That prompted a stern comment from Mercedes, which said Red Bull’s senior management had attempted to tarnish Hamilton's “good name and sporting integrity.”

Horner was the architect of Red Bull’s four straight drivers’ and constructors’ titles from 2010-13.

Wolff turned Mercedes into a winning machine, with seven straight doubles from 2014 onward, with six of those titles won by Hamilton and the other by former teammate Nico Rosberg in ’16. Rosberg is the only driver to beat Hamilton since Sebastian Vettel won his fourth title with Red Bull eight years ago. Hamilton is seeking to become the first driver to win eight F1 titles and move one clear of fellow great Michael Schumacher.

But now the quick and fearless Verstappen has emerged as a major threat to Hamilton. He also has more pole positions (5-2) and fastest laps (4-3) than Hamilton this season.

Mercedes is under rare pressure, and it perhaps showed in the way the team celebrated Hamilton’s victory at Silverstone — his first in two months to snap Red Bull's five-race winning streak.

A win in Hungary could tilt momentum back toward Hamilton, or see Verstappen extend his lead heading into a four-week break.

In hot and sunny Hungary, the electricity is crackling through the paddock.

Horner and Wolff both spoke on Friday, albeit in separate news conferences.

Wolff explained Mercedes’ strong statement following Red Bull’s lost appeal.

“I think we wanted to bring a little of respect back to the discussion,” he said. “I think Formula One needs conflict and controversy. As long as it’s about the sport it can be quite entertaining, but there are certain boundaries we need to respect.”

He felt Red Bull’s comments about Hamilton’s driving had been “below the belt” but stopped short of further criticism, mindful of the damage social networks can cause as a result.

“I don’t want to ignite even more the fire and the controversy,” he said. “We need to de-escalate it and not create more polarization on social media.”

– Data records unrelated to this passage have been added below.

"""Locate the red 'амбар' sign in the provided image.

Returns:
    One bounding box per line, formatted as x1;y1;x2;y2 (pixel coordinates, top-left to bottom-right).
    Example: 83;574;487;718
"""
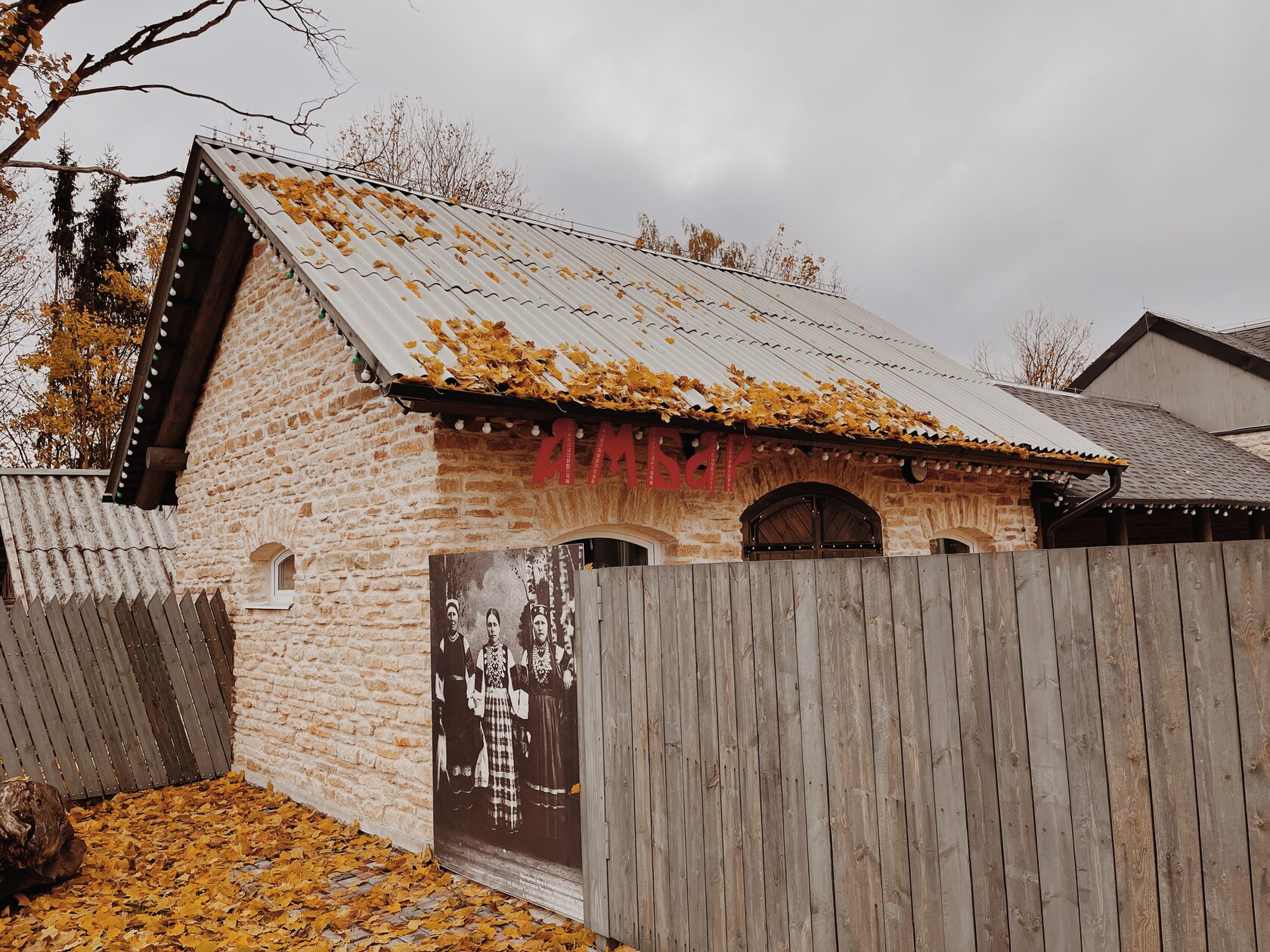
534;419;753;493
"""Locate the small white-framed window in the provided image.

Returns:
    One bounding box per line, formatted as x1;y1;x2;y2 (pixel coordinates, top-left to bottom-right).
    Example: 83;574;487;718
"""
269;549;296;608
243;542;296;609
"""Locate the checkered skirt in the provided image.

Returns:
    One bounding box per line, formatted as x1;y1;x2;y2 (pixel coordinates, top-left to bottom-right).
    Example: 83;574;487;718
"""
482;691;521;833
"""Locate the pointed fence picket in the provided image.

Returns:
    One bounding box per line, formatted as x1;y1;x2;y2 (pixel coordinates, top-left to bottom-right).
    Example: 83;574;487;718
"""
0;593;234;799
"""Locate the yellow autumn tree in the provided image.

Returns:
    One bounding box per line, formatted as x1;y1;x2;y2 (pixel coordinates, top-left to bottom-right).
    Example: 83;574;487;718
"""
18;297;141;470
18;172;177;468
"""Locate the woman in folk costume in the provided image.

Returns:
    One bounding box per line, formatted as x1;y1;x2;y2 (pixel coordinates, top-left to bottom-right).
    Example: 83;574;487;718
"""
475;608;530;833
525;604;573;842
433;598;480;810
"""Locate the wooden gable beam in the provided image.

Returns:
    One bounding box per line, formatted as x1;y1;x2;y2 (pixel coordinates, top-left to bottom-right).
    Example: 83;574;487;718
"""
136;215;254;509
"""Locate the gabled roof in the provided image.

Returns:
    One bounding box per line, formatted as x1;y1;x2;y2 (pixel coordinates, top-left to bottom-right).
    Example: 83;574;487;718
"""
0;470;177;601
1068;311;1270;394
110;138;1110;504
1001;383;1270;505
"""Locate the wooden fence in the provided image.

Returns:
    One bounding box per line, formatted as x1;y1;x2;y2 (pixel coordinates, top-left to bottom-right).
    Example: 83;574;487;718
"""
579;542;1270;952
0;593;234;799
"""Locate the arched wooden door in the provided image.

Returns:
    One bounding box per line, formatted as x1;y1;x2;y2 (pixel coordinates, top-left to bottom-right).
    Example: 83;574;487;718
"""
740;482;881;561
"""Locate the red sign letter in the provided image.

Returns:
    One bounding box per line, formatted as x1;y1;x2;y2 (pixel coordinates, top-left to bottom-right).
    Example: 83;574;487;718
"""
723;433;753;493
587;422;639;489
683;433;719;493
534;416;578;486
648;426;680;489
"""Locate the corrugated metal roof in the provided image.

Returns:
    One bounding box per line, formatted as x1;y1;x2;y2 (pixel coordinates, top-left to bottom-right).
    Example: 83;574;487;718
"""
0;470;177;601
200;140;1109;457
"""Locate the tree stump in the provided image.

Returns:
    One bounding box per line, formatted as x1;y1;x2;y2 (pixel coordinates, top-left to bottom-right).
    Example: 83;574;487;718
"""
0;780;88;898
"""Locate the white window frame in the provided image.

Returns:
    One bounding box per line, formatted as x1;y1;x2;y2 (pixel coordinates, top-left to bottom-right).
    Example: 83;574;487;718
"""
243;549;296;610
927;530;983;552
269;549;296;608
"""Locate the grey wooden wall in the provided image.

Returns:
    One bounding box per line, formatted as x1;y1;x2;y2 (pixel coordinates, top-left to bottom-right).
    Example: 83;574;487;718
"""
0;593;234;799
579;542;1270;952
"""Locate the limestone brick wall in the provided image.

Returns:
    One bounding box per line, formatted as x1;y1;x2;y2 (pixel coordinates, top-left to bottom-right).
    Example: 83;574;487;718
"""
177;249;1036;848
1225;428;1270;459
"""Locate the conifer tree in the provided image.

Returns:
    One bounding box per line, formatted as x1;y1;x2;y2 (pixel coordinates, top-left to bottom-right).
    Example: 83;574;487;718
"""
48;140;79;304
75;153;145;330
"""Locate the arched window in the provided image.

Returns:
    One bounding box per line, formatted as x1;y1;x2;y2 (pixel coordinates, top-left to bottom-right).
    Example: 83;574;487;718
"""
562;536;652;569
931;533;974;555
269;549;296;607
740;482;881;561
243;542;296;608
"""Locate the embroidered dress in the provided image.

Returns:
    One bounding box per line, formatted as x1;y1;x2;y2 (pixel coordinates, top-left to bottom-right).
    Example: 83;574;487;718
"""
476;642;526;833
525;644;568;839
435;632;480;796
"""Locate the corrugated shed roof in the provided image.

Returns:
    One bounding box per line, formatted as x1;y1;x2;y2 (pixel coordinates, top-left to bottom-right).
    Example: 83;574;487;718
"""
0;470;177;601
200;140;1107;467
1001;383;1270;505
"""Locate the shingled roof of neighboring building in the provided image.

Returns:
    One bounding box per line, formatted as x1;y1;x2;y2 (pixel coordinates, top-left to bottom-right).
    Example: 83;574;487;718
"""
1001;383;1270;505
0;470;177;601
1068;311;1270;394
110;138;1115;505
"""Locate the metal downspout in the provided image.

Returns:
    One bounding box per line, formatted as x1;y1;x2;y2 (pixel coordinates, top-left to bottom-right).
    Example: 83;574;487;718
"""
1045;470;1120;549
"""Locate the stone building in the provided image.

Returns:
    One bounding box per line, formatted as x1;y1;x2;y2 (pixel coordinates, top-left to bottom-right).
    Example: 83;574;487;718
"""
108;140;1123;847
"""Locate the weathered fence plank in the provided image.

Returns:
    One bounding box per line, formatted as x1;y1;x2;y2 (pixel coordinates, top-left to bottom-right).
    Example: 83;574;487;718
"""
816;561;887;950
75;601;157;790
161;594;228;774
114;595;198;784
599;563;637;935
643;571;674;950
0;612;44;788
581;542;1270;952
791;560;838;952
860;558;913;950
720;564;768;952
0;597;232;799
57;603;137;791
658;566;692;948
1016;552;1081;948
891;558;946;952
172;593;234;771
1176;545;1256;952
692;565;736;952
575;573;609;935
630;569;661;948
1049;549;1120;952
674;569;708;950
917;556;974;948
1129;546;1206;950
706;562;746;950
1089;547;1161;952
9;601;91;799
979;555;1045;950
770;561;812;952
949;555;1010;952
749;562;790;952
1222;542;1270;948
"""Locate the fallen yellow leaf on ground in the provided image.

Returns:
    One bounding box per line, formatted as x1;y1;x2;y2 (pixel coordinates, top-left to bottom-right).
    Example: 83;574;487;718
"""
0;774;594;952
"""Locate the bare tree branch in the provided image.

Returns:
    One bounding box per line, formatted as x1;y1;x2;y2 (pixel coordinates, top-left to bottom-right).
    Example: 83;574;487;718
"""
8;160;185;185
79;82;339;142
971;304;1093;390
0;0;344;176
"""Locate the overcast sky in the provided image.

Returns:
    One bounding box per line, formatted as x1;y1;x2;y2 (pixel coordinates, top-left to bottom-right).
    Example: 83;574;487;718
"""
23;0;1270;359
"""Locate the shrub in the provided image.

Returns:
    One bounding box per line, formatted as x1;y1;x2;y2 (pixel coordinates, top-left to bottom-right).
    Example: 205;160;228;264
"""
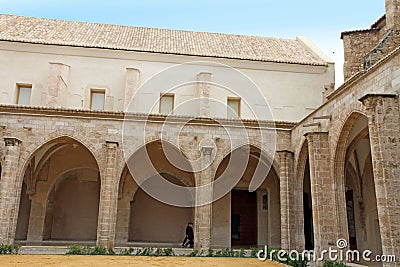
0;244;21;254
67;245;115;255
188;249;199;257
324;261;347;267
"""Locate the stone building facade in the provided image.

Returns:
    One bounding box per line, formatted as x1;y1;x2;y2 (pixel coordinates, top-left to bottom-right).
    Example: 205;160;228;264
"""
0;0;400;266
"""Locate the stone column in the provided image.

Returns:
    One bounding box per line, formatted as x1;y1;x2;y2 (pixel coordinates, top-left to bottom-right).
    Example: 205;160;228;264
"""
46;62;71;107
305;132;337;255
197;72;211;117
27;187;48;245
124;68;140;111
278;150;296;250
360;94;400;256
194;147;213;250
0;137;22;244
97;141;118;248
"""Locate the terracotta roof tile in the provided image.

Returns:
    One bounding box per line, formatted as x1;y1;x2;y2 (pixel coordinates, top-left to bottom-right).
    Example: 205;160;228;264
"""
0;14;326;65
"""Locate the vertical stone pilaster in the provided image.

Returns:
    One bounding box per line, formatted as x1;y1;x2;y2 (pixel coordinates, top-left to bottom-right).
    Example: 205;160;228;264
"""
306;132;337;255
195;147;213;249
46;62;71;107
197;72;211;117
278;150;296;250
124;68;140;111
360;94;400;260
97;142;118;248
27;190;47;245
0;137;22;244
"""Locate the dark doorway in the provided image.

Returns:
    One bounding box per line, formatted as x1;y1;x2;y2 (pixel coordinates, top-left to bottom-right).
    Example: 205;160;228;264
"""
303;158;314;250
231;190;257;247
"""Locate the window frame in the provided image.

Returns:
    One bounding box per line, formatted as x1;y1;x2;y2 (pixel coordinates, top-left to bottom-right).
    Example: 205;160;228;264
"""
89;89;106;110
158;93;175;114
15;83;33;106
226;96;242;119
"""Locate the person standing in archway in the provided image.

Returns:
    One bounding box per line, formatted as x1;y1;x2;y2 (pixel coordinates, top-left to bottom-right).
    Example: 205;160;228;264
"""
182;222;194;248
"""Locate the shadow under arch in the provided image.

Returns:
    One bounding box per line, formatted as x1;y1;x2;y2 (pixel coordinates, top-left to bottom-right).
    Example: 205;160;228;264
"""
212;144;281;247
333;111;366;243
333;111;382;254
295;138;314;250
16;136;100;243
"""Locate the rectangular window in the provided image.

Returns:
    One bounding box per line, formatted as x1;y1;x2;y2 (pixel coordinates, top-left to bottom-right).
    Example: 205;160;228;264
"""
159;94;174;114
262;192;268;211
227;97;240;119
90;90;106;110
16;84;32;106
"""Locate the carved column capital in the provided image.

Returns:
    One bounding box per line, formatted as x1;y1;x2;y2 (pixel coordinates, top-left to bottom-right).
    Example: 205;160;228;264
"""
4;137;22;146
359;94;398;109
201;146;214;156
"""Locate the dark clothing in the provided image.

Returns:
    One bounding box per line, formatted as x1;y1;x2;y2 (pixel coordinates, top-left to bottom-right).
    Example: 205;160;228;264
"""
182;226;194;248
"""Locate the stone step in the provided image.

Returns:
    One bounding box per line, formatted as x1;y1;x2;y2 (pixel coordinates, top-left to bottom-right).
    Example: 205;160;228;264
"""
19;246;68;255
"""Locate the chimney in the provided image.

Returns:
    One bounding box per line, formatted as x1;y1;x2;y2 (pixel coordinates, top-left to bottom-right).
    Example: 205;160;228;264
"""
385;0;400;29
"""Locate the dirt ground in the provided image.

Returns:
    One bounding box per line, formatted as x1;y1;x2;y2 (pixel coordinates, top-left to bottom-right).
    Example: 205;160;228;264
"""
0;255;283;267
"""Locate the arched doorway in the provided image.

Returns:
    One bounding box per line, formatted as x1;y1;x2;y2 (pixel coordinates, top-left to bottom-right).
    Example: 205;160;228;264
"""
335;113;382;254
212;146;281;248
16;137;100;244
43;169;100;241
116;141;195;246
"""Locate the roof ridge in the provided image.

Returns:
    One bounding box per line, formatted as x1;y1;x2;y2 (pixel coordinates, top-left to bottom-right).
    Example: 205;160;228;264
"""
0;14;327;66
0;13;296;41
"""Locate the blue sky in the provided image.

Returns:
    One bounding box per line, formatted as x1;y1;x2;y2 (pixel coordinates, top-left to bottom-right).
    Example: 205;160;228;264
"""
0;0;385;85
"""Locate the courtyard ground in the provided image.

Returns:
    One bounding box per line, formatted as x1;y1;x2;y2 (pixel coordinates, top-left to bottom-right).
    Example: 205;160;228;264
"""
0;255;284;267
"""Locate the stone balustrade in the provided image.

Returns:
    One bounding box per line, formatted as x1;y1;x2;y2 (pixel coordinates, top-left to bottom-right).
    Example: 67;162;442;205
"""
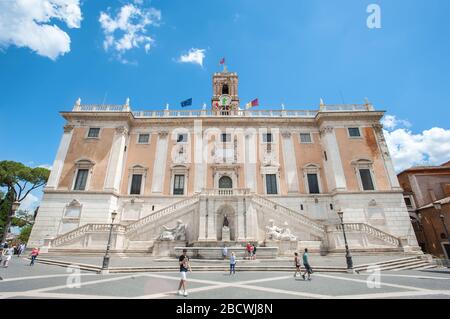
201;188;250;196
333;223;400;247
252;194;325;238
72;104;374;118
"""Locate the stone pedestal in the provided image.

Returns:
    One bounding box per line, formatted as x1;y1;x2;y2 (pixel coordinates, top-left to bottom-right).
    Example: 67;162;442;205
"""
222;226;230;242
152;240;186;257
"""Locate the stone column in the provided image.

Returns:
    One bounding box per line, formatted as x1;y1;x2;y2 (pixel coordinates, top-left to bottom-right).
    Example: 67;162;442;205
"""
207;200;217;241
320;126;347;191
46;124;74;189
198;196;208;241
152;130;169;193
373;124;401;190
194;120;208;193
281;131;298;193
104;126;128;192
244;132;257;193
234;199;248;241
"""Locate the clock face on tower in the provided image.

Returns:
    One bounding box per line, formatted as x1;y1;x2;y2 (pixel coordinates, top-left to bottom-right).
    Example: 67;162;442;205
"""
219;94;231;107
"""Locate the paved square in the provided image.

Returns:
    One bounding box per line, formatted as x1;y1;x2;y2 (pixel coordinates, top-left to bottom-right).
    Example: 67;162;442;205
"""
0;258;450;300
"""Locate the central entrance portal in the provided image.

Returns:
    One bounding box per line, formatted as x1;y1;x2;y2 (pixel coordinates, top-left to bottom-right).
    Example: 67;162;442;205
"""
219;176;233;189
216;204;236;241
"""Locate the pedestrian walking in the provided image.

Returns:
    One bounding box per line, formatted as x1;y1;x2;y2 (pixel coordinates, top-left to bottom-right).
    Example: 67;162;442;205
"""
30;247;39;266
302;248;312;280
294;253;302;278
17;243;25;257
222;246;228;260
246;243;252;259
3;246;15;268
178;249;192;297
230;252;236;275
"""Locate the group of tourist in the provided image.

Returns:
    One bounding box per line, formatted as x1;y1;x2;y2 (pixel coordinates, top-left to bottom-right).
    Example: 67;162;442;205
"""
178;248;313;297
294;248;312;280
0;242;39;268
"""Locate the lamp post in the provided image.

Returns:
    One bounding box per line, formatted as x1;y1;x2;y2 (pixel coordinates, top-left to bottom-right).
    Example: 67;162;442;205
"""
433;203;450;251
2;200;20;243
338;209;353;272
102;210;117;274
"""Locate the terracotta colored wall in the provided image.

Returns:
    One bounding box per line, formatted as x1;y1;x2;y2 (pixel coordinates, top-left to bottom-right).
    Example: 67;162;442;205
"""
121;133;158;195
335;127;390;191
293;133;328;194
420;204;450;257
58;127;115;191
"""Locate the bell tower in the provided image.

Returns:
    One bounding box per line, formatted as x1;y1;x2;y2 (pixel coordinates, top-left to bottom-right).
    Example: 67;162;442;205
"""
211;65;239;111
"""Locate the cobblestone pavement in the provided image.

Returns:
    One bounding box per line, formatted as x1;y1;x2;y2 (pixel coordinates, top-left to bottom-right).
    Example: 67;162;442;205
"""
0;256;450;300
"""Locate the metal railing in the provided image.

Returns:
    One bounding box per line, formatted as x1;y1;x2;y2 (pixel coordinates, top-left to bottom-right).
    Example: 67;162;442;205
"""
72;104;374;118
334;223;400;247
252;194;325;237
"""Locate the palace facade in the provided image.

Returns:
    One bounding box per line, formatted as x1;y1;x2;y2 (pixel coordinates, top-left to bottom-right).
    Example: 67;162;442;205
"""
29;69;419;257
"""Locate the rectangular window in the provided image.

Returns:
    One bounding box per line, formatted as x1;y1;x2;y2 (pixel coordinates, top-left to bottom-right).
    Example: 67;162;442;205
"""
220;133;231;143
405;197;413;209
300;133;312;144
263;133;272;143
177;133;187;143
266;174;278;194
173;175;184;195
308;174;320;194
64;207;81;218
348;127;361;137
138;134;150;144
88;127;100;138
130;174;142;195
359;168;375;191
73;169;89;191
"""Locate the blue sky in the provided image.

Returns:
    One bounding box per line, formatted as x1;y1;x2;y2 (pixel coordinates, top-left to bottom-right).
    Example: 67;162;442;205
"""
0;0;450;212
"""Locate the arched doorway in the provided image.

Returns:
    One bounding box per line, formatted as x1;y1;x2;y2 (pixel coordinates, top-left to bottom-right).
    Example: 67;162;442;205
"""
219;176;233;188
216;204;236;241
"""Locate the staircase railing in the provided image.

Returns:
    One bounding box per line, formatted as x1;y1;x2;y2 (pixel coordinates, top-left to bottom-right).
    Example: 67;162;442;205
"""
125;194;198;233
253;194;325;237
334;223;400;247
50;195;198;247
50;224;125;247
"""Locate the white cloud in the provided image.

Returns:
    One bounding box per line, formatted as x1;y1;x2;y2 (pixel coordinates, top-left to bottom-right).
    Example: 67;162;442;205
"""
99;0;161;63
178;48;205;67
38;164;53;171
0;0;82;60
19;193;40;212
381;115;411;130
384;127;450;172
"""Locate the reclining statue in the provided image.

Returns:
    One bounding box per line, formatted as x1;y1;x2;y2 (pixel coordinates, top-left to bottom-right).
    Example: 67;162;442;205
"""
266;219;297;241
158;219;186;241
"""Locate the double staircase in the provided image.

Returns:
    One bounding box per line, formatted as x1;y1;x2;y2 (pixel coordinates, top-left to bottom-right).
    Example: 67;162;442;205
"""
50;195;199;248
252;194;325;239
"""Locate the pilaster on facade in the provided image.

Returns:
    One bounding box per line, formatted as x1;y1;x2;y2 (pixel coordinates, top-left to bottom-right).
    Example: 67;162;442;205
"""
372;123;402;190
104;126;128;192
46;124;75;189
320;126;347;192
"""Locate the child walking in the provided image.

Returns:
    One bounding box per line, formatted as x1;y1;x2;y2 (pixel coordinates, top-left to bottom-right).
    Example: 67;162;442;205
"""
294;253;302;278
230;252;236;275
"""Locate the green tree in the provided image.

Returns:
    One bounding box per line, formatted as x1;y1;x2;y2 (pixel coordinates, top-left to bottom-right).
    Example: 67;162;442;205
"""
19;225;33;243
0;161;50;242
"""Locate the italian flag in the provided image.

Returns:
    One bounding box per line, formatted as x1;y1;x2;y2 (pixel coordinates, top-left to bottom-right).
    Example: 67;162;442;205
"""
245;99;259;109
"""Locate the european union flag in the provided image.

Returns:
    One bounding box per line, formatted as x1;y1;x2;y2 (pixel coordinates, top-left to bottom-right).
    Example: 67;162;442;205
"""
181;98;192;107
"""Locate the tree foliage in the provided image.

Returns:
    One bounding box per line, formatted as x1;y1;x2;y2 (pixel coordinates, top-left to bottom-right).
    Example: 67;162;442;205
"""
0;161;50;240
18;225;33;243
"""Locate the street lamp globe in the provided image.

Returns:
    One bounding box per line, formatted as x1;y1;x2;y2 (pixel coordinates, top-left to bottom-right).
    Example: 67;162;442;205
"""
11;201;20;212
111;210;117;222
433;202;442;211
338;209;344;221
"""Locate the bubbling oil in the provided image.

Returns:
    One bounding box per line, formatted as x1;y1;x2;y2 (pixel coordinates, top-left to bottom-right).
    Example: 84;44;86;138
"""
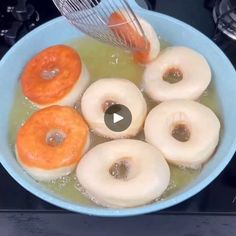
9;37;220;205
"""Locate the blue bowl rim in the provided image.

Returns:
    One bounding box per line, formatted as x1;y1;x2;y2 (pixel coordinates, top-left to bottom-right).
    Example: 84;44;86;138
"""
0;9;236;217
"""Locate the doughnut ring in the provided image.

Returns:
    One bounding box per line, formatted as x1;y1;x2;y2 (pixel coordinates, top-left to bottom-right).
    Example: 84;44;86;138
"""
143;47;211;102
16;105;89;181
81;78;147;139
21;45;89;108
109;10;160;64
144;100;220;169
76;139;170;208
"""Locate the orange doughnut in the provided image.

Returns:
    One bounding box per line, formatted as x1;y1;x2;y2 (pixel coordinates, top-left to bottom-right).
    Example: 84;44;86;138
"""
108;11;160;64
16;105;89;180
21;45;89;107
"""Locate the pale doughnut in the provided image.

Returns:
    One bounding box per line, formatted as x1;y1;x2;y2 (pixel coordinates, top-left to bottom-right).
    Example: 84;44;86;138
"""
144;100;220;169
81;78;147;139
143;47;211;101
76;139;170;208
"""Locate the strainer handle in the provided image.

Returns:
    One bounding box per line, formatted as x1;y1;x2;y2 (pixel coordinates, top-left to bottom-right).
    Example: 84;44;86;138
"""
126;0;141;9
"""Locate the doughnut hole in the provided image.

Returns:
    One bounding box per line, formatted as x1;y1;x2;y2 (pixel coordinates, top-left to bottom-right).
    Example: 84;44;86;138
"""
102;100;116;112
171;123;191;142
109;157;137;181
46;129;66;147
162;67;183;84
41;65;60;80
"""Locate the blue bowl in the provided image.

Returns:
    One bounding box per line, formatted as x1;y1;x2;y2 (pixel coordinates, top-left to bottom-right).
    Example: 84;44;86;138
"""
0;0;236;216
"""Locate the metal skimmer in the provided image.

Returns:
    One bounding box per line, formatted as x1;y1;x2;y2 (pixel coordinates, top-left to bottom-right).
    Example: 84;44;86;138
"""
53;0;147;51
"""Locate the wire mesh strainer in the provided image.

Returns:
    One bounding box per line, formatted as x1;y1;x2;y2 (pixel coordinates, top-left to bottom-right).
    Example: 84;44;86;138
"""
53;0;147;51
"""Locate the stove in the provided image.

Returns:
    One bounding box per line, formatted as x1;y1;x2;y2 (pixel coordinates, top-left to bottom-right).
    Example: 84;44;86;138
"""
0;0;236;236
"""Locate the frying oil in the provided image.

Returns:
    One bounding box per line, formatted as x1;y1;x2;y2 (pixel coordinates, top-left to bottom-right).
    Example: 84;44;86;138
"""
9;37;220;205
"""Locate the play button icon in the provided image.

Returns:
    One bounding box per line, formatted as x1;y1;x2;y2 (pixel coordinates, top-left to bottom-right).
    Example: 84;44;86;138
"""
104;104;132;132
113;113;124;124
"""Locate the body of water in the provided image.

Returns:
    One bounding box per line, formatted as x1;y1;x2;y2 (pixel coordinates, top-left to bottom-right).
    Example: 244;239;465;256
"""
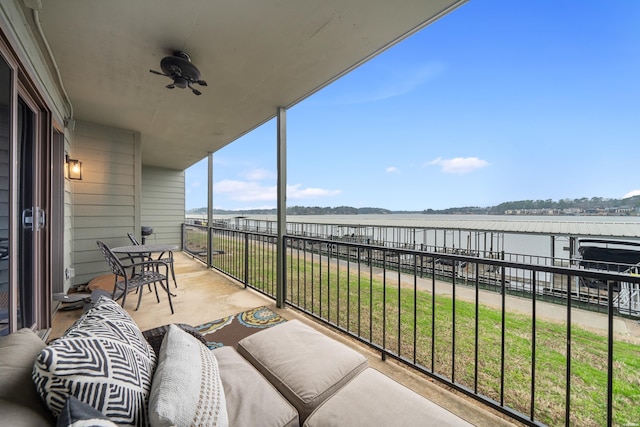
204;214;640;259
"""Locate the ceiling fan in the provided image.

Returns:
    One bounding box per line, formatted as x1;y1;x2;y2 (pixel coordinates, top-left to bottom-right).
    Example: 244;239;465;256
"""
149;51;207;95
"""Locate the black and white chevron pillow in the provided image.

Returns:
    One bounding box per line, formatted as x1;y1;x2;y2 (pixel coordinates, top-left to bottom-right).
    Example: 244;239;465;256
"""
33;297;156;426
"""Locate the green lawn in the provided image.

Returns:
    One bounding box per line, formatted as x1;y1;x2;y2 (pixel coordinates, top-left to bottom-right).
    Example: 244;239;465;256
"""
194;234;640;426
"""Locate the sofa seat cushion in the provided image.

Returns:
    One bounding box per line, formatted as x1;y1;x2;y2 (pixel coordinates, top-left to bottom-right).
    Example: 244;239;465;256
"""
213;346;299;427
149;325;229;427
56;396;118;427
304;368;472;427
0;399;56;427
33;297;156;426
0;328;54;425
238;320;367;423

Earlier, Horner defended his decision to ask for a review.

“It’s our duty as a team competing for the championship to leave no stone unturned," he said. "It wasn’t the response we were hoping for, but we accept it.”

It still rankles with Horner, though, that Hamilton only got a 10-second penalty despite being found at fault.

“Our frustration was at the size of the penalty compared to the outcome of the decision,” he said. “A crash that would have knocked out your average human being. We’ve lost a car in its entirety in a budget cap environment.”

Red Bull estimated the cost of the mangled car at $1.8 million.

Horner again took a swipe at Hamilton, saying he knew he would have not won had Verstappen not crashed at Copse corner.

“Even seven-time world champions make mistakes, misjudgments,” Horner said. “It was the only opportunity for Lewis to make the pass on Max, and I think he would have known that.”

He argued that Hamilton should have done a cleaner move, like he did late on when he got past Ferrari’s Charles Leclerc to take the lead.

Hamilton said he would make the same overtake if he found himself in the same position, while Horner would have no problem asking for another review.

“Competition is fierce, and in a competition like we’re in it’s about marginal gains,” Horner said. “The rivalry will be intense. I hope there’s no precedent set from what happened at the British Grand Prix.”